Autriche: «L’affaire Groer» connaît de nouveaux développements
Rome prié d’envoyer un visiteur apostolique
St Pölten, 13 janvier 1998 (APIC) «L’affaire Groer» connaît de nouveaux développements en Autriche. L’Abbé Clemens Lashofer, supérieur de l’Abbaye bénédictine de Göttweig, a demandé au Vatican d’envoyer un visiteur apostolique dans son monastère, pour faire la lumière sur les accusations d’abus sexuels lancées contre le cardinal Hermann Groer.
L’ancien archevêque de Vienne, moine bénédictin a quitté au début de l’année sa charge de prieur du couvent de Maria Roggendorf qui dépend de l’Abbaye de Göttweig. Outre les raisons de santé, le cardinal est âgé de 78 ans, de nouvelles accusations d’abus sexuels ont motivé ce départ. Des accusations semblables lancées en 1995 avaient déjà provoqué un grave scandale dans l’Eglise autrichienne, acculant finalement le cardinal Groer à se retirer de sa charge d’archevêque de Vienne. Mgr Groer avait alors été établi prieur du couvent de Maria Roggendorf.

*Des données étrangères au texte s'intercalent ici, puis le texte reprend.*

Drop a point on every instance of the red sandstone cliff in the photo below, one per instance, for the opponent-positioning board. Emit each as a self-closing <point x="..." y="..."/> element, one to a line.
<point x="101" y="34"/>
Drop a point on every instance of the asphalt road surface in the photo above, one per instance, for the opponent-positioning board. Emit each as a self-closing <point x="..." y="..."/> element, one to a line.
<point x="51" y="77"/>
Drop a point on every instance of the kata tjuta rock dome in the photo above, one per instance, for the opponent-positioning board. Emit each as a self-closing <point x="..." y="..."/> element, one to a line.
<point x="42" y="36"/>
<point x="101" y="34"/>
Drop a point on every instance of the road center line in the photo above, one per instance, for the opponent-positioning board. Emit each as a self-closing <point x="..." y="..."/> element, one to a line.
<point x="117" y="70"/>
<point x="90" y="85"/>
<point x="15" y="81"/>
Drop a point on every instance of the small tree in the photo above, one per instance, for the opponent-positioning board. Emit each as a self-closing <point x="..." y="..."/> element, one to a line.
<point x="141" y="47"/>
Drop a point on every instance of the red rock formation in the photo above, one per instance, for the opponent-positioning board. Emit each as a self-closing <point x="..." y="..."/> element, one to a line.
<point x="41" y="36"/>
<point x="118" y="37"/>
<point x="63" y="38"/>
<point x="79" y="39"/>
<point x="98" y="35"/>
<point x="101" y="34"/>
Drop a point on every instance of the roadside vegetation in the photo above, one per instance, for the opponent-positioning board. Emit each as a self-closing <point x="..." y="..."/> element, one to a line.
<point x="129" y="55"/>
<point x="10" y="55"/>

L’Abbé Lashofer a confirmé avoir demandé à la Congrégation romaine pour les Instituts de vie consacrée et les Sociétés de vie apostolique d’effectuer une visite apostolique à l’abbaye de Göttweig. Un examen objectif des accusations lancées contre le cardinal Groer ainsi que des reproches contre notre monastère et contre mes options de gouvernement est aujourd’hui nécessaire, estime l’Abbé Lashofer. Une telle enquête ne peut être faite que par une instance indépendante et compétente. Pour l’Abbaye de Göttweig, il s’agit aussi de prévenir le jugement de certains médias qui, sous l’apparence de compte-rendus objectifs, propagent des demi ou des contre-vérités.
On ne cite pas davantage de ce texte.